Smart window technology is quite sought after at present, not only when privacy might be required but with the prevalence of large glass-based skyscrapers, it is seen as a necessary technology to regulate the temperature of the building. The initial materials were all glass-based; however, they have also reported the ability to utilise roll-to-roll processing in order to print large areas onto plastic.
Another promising aspect of this technology is the switching time that the group has reported. While large smart window panels will often only be capable of switching on timescales of seconds, these devices have switching reported on much faster scales of a few tens of milliseconds [Citation9].
References
- Nikkei Asian Review [Internet] May 31, 2016. [Cited 2016 June]. Available from: http://asia.nikkei.com/Business/Companies/Panasonic-to-pull-plug-on-LCD-TV-panels
- Alpeyev P, Amano T, Bloomberg [Internet] April 2, 2016. [cited June 2016] Available from: http://www.bloomberg.com/news/articles/2016-04-02/foxconn-signs-deal-ending-sharp-s-105-years-of-independence
- Yoon DK, Cha YJ, Gim M-J DNA as a template for liquid crystal displays. SPIE Newsroom [Internet] April 25, 2016. [cited June 2016]. Available from: http://spie.org/newsroom/6424-dna-as-a-template-for-liquid-crystal-displays 10.1117/2.1201603.006424
- Cha YJ, Gim M-J, Oh K, et al. In-plane switching mode for liquid crystal displays using a DNA alignment layer. ACS Appl Mater Interfaces. 2015;7:13627–13632. doi:10.1021/acsami.5b03321.
- Cha YJ, Gim M-J, Oh K, et al. Twisted-nematic-mode liquid crystal display with a DNA alignment layer. J Inf Display. 2015;16:129–135. doi:10.1080/15980316.2015.1072114.
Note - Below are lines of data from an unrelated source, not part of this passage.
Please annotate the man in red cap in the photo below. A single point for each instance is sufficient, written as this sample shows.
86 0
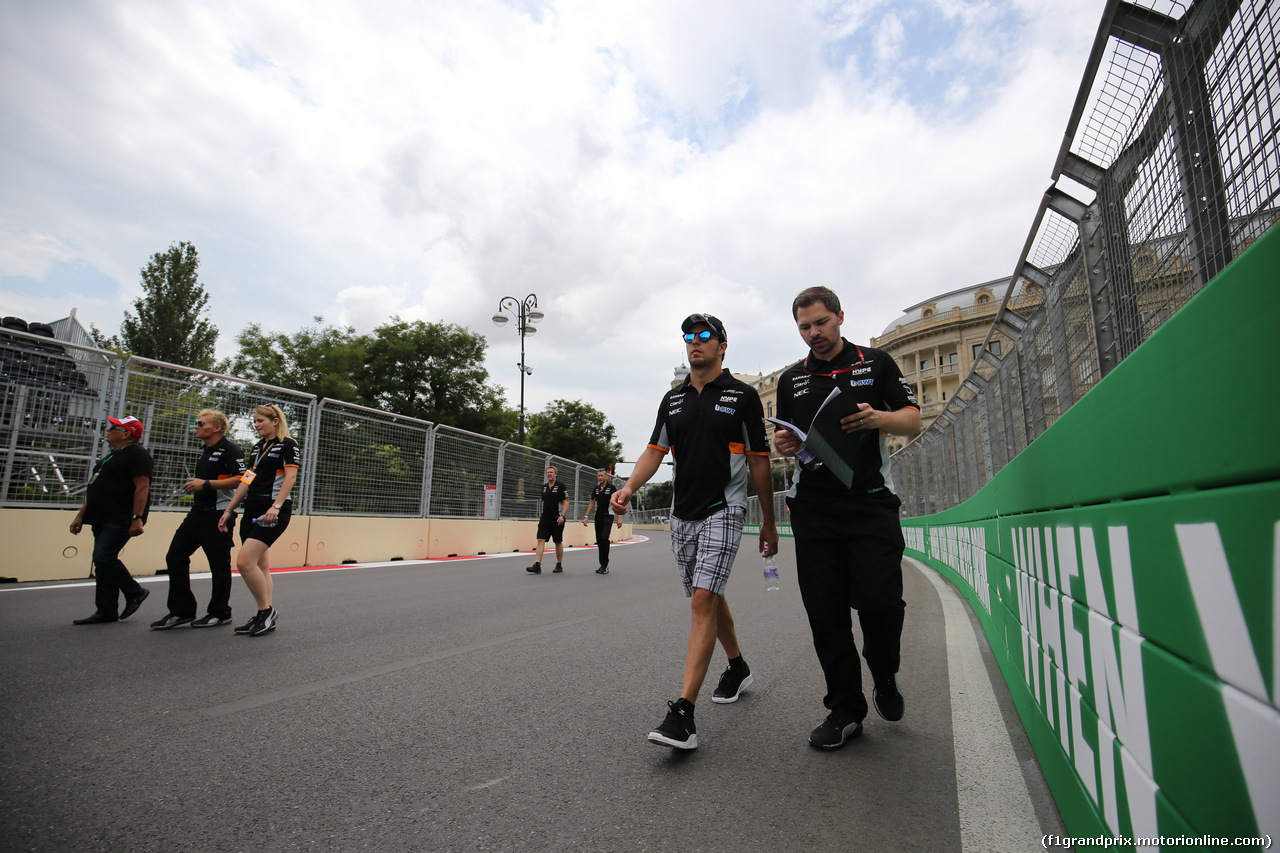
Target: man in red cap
115 507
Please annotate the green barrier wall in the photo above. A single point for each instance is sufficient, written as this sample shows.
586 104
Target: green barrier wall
1125 570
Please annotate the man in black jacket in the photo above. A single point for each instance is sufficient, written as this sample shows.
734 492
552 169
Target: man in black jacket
218 473
115 509
849 541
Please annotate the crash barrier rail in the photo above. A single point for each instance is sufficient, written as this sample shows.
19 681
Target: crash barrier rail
1114 534
1127 571
356 460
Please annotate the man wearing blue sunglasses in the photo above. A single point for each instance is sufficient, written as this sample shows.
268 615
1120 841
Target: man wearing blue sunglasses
714 427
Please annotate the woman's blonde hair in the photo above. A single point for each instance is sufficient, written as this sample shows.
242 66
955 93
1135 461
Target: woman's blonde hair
215 418
277 414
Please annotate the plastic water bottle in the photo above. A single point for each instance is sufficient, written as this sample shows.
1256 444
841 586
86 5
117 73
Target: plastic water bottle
771 574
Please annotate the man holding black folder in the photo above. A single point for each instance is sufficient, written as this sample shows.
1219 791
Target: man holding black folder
849 541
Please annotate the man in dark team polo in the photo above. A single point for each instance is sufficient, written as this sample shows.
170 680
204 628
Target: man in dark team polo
714 427
115 509
849 541
218 473
551 523
604 516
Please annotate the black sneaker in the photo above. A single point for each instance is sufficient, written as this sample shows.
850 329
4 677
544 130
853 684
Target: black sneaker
265 624
131 605
887 699
169 620
94 620
677 730
835 730
734 680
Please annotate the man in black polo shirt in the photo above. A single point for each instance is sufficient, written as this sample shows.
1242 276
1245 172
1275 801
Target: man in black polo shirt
604 516
551 523
849 541
714 427
115 509
218 473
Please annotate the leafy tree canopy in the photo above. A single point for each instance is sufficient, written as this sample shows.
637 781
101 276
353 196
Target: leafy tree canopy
575 430
318 359
428 370
167 322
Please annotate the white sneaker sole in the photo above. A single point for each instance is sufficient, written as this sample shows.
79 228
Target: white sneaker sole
661 739
741 687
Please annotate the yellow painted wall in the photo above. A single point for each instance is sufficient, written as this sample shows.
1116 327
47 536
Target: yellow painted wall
39 544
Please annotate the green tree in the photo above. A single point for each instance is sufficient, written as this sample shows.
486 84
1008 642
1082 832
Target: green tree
575 430
434 372
318 359
167 323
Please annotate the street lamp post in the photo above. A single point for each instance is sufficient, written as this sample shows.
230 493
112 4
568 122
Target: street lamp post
526 314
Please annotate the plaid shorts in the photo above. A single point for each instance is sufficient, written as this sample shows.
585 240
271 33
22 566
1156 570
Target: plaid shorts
704 550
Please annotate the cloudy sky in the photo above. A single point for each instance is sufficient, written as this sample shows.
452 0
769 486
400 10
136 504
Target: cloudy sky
629 163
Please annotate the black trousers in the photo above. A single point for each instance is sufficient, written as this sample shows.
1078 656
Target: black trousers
200 530
845 561
602 537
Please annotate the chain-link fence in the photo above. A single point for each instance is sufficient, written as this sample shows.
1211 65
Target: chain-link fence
55 398
1169 170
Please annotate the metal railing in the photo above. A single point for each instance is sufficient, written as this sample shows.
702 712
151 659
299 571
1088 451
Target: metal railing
1169 169
55 398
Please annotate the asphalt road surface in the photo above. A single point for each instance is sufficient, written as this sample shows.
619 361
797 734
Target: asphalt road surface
467 706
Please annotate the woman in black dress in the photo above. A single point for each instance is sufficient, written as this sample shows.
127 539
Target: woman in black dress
268 507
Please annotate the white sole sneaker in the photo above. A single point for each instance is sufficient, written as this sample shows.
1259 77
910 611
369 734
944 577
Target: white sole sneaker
726 699
658 738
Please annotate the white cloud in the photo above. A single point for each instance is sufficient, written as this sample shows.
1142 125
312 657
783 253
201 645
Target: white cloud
627 163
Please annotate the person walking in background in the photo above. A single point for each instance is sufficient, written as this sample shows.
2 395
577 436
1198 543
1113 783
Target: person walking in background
551 523
849 539
115 509
604 516
714 427
218 473
265 492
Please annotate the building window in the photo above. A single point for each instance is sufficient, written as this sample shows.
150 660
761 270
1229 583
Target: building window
995 350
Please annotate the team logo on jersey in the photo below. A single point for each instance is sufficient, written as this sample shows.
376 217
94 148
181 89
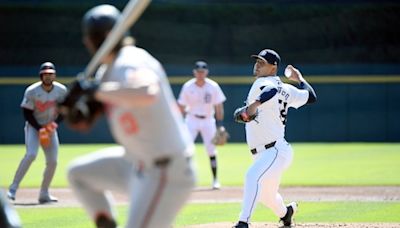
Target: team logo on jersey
43 106
207 98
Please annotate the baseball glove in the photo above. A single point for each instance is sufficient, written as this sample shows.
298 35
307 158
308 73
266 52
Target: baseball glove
79 108
221 136
241 116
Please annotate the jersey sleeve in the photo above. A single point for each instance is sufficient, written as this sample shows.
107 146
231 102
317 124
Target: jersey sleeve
299 97
27 100
62 92
219 95
182 99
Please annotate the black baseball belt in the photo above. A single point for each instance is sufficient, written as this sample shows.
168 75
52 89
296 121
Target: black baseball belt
267 146
200 116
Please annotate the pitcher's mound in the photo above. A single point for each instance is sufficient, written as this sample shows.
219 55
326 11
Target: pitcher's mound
308 225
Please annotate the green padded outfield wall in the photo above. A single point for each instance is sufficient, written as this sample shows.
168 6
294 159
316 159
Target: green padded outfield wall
349 49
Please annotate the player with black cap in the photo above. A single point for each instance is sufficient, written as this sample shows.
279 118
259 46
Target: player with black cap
41 121
265 117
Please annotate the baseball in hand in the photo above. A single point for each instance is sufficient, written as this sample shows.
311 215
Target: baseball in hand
288 72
- University of Central Florida. “New research ensures car LCDs work in extreme cold, heat”, ScienceDaily, March 25, 2016. [cited June 2016]. Available from: https://www.sciencedaily.com/releases/2016/03/160325093730.htm
- Peng F, Huang Y, Gou F, et al. High performance liquid crystals for vehicle displays. Opt Mater Express. 2016;6(3):717. doi:10.1364/OME.6.000717.
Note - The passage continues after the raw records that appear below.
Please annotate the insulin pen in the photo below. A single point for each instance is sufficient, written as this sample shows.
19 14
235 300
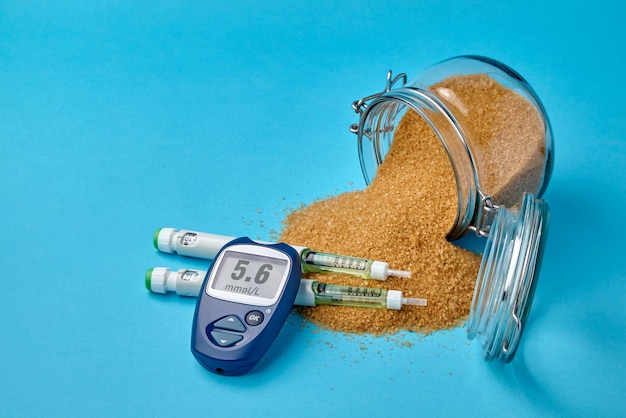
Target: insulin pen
188 282
204 245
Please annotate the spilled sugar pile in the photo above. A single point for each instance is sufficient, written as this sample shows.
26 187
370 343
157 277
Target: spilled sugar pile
403 216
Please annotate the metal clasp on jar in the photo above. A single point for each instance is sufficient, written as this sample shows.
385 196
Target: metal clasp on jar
484 217
360 105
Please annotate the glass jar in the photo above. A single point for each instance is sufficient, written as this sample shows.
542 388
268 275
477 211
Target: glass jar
499 141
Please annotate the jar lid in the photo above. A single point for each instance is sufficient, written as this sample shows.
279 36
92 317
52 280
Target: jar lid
508 277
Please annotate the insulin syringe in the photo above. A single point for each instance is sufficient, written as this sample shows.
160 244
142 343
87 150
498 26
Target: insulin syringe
205 245
188 282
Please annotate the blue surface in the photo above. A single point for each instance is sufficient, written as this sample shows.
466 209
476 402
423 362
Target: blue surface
117 119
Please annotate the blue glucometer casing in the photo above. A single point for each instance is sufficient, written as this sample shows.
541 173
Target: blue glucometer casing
246 297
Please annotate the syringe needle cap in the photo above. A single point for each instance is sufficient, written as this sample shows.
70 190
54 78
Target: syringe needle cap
414 301
400 273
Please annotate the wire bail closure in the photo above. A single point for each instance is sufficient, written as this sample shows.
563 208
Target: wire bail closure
360 105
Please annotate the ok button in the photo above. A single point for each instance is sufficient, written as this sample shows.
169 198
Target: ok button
254 318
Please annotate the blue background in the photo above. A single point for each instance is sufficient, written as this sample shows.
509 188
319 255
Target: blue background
118 118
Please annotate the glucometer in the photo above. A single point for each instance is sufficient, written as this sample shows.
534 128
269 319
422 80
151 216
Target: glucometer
246 297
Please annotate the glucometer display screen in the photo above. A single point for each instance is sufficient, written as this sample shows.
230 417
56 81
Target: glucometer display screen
250 274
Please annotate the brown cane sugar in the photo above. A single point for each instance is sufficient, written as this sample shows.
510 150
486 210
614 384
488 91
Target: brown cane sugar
403 216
- University of Cambridge Press Release [Internet] June 8, 2016. [cited June 2016]. Available from: http://www.cam.ac.uk/research/features/smart-glass-goes-from-clear-to-opaque-and-back-again-27-million-times
- Li K, Pivnenko M, Chu D, et al. Uniform and fast switching of window-size smectic A liquid crystal panels utilising the field gradient generated at the fringes of patterned electrodes. Liq Cryst. 2016;43(6):735–749. doi:10.1080/02678292.2016.1142012.